You see we would be naive to think that what they call underground euthanasia isn't going on all the time.
I'm pretty sure that this is how my mum died. She had advanced dementia and no longer knew that I was her daughter. She was given some drugs in a Spanish hospital (where she had been admitted for an unrelated condition) after which she 'slipped away'. I missed her death by half an hour because I let a train go as my Spanish is rubbish, and I panicked.
I am against euthanasia, but I do not hold this against the doctors. Was it deliberate? I don't know but apparently people often die because of the strong drugs given as part of palliative care.
Doctors in the Netherlands are concerned that once assisted dying is legalised then this leads to a death industry.
I took this quite from an article in the Guardian
This month, annual figures from the bodies that review euthanasia cases in the Netherlands showed an 8.1% increase in assisted deaths in 2017, taking the total to nearly 6,600 people. It came on top of a 10% annual increase the previous year. The vast majority had cancer, heart and arterial disease, or diseases of the nervous system, such as Parkinson’s and multiple sclerosis. But 169 had dementia, up from 141 the previous year. And 83 had severe psychiatric illnesses – up from 64 in 2016. “Supply has created demand,” said Professor Theo Boer, who supported the 2002 legislation but resigned from a regulatory body in 2014 amid concern about rising numbers. “We’re getting used to euthanasia, that is exactly what should not happen. We’re no longer speaking about the exceptional situations that the law was created for, but a gradual process towards organised death.”
And apparently nearly all those people killed for psychiatric-related disorders were women.
Organised death is no joke. I really take your point Floisme but I ask you this. If you do not trust the NHS to properly administer palliative care, how do you think they will handle organised death? Doctors have told me that there is no need for anyone to die in excruciating pain, but I know this still happens.
In one case in the Netherlands, an Alzheimer's patient change her mind and her family held her down while the doctor administered the injection. In another case, an anonymous 18-year-old psychiatric patient was killed.

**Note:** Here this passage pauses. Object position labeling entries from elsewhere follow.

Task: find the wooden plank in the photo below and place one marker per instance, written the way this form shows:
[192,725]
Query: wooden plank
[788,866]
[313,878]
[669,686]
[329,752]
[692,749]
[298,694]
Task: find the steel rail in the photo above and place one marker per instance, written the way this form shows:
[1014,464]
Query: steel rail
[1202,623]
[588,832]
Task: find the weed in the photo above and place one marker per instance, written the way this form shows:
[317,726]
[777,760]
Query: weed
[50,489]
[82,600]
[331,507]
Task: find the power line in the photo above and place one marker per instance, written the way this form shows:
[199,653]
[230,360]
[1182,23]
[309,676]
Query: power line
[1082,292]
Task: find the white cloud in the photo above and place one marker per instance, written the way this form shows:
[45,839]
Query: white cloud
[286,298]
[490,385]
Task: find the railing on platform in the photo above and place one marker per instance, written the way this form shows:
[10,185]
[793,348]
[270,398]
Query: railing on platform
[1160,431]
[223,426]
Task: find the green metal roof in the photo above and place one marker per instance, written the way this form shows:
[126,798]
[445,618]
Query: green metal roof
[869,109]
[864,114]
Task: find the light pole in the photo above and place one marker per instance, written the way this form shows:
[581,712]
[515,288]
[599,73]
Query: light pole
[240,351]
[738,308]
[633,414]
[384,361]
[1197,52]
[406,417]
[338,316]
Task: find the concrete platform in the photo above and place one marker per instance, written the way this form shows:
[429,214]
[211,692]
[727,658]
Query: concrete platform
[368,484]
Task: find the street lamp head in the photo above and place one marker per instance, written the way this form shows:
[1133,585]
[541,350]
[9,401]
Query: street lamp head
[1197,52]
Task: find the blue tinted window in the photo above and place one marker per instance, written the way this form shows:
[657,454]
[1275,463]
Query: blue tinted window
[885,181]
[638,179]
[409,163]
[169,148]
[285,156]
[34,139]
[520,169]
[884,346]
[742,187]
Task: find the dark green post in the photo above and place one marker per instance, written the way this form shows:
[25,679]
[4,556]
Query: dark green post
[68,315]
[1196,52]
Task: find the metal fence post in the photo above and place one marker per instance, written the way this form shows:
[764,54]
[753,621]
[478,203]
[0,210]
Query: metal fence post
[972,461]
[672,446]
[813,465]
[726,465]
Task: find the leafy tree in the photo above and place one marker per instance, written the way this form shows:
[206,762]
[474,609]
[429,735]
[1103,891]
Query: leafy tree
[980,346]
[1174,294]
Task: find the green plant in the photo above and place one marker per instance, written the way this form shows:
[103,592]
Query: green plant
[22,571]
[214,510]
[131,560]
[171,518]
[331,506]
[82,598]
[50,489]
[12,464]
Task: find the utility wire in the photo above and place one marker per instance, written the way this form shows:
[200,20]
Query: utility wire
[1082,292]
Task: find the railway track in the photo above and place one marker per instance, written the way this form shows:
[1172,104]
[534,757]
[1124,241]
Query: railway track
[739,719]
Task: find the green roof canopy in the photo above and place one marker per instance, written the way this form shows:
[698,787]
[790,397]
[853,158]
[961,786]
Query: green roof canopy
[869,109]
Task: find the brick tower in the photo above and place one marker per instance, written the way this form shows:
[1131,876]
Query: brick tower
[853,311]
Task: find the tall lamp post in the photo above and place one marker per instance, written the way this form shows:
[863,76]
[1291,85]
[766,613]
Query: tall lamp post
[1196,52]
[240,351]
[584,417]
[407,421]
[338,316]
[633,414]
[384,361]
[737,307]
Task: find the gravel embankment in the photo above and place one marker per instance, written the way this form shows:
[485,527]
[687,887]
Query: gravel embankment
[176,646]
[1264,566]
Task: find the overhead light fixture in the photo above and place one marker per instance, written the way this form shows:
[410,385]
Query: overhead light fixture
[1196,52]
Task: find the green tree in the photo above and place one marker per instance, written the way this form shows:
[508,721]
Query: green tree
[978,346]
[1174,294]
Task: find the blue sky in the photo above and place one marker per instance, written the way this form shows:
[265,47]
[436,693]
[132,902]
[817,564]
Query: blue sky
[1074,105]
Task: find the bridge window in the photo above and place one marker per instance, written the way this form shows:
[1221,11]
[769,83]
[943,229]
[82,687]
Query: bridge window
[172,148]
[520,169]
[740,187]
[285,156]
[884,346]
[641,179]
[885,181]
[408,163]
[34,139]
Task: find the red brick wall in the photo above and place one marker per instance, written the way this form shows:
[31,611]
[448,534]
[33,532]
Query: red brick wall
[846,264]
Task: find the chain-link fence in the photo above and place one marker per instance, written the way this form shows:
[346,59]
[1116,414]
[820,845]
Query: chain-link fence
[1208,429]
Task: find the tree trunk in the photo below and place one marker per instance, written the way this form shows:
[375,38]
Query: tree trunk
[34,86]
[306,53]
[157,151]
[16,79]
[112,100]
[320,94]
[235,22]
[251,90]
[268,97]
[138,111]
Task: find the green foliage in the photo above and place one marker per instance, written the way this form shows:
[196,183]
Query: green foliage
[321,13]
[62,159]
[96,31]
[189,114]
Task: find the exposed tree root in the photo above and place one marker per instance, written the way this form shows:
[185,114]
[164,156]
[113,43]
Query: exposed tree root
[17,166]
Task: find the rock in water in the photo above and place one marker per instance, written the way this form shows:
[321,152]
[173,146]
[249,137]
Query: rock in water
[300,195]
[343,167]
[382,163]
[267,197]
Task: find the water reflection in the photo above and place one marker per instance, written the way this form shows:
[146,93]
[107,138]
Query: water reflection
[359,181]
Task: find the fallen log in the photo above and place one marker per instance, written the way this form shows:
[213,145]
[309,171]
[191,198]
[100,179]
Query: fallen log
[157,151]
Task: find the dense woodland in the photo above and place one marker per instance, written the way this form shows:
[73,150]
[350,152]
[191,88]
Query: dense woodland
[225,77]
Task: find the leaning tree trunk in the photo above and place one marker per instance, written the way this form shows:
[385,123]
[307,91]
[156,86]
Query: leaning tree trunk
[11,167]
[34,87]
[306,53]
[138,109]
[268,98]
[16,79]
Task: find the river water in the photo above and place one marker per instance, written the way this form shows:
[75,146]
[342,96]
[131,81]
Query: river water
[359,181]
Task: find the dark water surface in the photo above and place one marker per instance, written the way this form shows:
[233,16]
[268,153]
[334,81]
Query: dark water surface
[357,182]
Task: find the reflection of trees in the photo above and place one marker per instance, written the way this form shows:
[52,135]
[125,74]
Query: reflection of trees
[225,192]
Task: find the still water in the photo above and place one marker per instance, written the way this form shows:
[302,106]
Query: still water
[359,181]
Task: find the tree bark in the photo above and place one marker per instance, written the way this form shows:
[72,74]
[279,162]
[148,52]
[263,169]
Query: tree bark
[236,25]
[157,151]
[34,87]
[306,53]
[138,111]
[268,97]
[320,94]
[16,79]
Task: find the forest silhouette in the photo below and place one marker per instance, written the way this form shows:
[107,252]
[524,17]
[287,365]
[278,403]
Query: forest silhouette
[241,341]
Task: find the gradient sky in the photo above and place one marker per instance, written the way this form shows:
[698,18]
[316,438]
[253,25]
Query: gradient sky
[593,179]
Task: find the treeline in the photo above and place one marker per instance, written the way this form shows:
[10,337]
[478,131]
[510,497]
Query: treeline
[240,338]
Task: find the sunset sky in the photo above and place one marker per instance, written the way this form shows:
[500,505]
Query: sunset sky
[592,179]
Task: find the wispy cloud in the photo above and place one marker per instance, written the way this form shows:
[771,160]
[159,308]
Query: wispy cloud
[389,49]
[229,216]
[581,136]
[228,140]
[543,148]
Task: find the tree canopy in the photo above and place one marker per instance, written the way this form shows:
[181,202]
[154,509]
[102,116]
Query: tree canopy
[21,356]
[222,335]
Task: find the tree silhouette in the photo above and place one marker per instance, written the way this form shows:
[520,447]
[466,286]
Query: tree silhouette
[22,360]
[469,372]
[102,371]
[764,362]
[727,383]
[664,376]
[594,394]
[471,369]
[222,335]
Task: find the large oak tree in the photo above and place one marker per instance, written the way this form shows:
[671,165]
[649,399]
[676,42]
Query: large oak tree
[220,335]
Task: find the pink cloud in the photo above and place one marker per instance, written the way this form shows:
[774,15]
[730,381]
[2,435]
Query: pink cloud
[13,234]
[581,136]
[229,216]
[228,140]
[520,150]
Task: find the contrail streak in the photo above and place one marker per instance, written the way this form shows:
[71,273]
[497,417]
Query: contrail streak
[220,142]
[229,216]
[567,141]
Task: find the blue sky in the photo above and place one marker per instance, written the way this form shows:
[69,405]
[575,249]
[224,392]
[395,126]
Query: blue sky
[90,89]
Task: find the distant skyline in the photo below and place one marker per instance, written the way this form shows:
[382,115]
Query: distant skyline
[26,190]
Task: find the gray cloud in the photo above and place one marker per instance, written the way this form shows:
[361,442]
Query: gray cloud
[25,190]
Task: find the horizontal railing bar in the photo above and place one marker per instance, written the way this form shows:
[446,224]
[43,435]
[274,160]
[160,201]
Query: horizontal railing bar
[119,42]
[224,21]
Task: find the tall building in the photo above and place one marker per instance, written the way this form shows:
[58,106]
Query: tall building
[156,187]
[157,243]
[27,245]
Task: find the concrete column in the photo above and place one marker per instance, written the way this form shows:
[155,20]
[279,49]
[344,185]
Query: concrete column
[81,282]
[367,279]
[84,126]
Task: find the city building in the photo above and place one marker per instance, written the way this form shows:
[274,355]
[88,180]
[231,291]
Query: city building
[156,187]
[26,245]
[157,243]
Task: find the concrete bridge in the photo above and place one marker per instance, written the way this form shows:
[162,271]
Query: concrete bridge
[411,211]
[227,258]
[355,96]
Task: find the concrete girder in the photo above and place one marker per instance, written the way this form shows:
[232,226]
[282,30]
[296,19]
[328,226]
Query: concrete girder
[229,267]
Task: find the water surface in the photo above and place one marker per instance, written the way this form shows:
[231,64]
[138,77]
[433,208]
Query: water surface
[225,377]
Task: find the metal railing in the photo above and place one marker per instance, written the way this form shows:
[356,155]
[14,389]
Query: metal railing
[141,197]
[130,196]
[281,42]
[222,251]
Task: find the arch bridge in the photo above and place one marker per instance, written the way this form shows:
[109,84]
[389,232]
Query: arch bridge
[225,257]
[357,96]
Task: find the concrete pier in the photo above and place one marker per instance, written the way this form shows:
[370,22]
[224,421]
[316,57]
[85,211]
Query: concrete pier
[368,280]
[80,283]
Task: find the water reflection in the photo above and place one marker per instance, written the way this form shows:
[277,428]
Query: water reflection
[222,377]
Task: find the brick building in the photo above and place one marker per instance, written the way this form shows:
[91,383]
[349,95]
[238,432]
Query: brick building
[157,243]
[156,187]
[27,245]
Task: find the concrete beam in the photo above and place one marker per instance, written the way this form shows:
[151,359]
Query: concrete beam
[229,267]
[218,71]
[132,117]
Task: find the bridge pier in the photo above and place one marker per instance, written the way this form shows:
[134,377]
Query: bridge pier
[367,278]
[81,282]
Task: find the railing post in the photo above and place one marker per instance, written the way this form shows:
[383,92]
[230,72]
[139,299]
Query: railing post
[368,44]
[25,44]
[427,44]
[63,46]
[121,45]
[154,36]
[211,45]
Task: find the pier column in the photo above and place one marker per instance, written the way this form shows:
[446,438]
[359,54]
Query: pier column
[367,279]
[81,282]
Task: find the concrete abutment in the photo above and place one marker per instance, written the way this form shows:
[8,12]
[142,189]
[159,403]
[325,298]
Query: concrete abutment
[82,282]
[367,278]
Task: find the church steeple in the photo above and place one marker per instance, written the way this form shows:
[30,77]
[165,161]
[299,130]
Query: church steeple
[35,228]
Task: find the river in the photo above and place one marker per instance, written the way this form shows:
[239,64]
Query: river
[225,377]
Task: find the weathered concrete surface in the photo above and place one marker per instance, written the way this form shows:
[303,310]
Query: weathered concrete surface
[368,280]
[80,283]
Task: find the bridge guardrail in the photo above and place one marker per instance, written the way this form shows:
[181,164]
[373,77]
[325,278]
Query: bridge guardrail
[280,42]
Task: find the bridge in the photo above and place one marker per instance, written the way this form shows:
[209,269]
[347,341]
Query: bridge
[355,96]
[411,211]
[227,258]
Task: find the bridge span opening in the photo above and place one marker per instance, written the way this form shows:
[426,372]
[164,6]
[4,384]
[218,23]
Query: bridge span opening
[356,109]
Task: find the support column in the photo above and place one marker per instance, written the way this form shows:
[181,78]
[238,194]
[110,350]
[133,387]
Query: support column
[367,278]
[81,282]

People argue that this will only be used in the most severe cases but one pp has already argued that poverty would cause her so much suffering that she should have the right to organise her death on demand at the hands of a trained practitioner.
This is where this issue starts to become like the transgender issue. If she tells you that her inner suffering is as great as someone with end-stage cancer, who are we to contradict this? How do we judge between different levels and types of suffering?
And to the pp 3timeslucky, I don't know where you got the idea that this is about evil disgruntled relatives wanting to off their cumbersome relatives!! This is not anywhere close to being the main issue, but you have made me laugh a couple of times in the midst of a grim discussion, so thanks for that!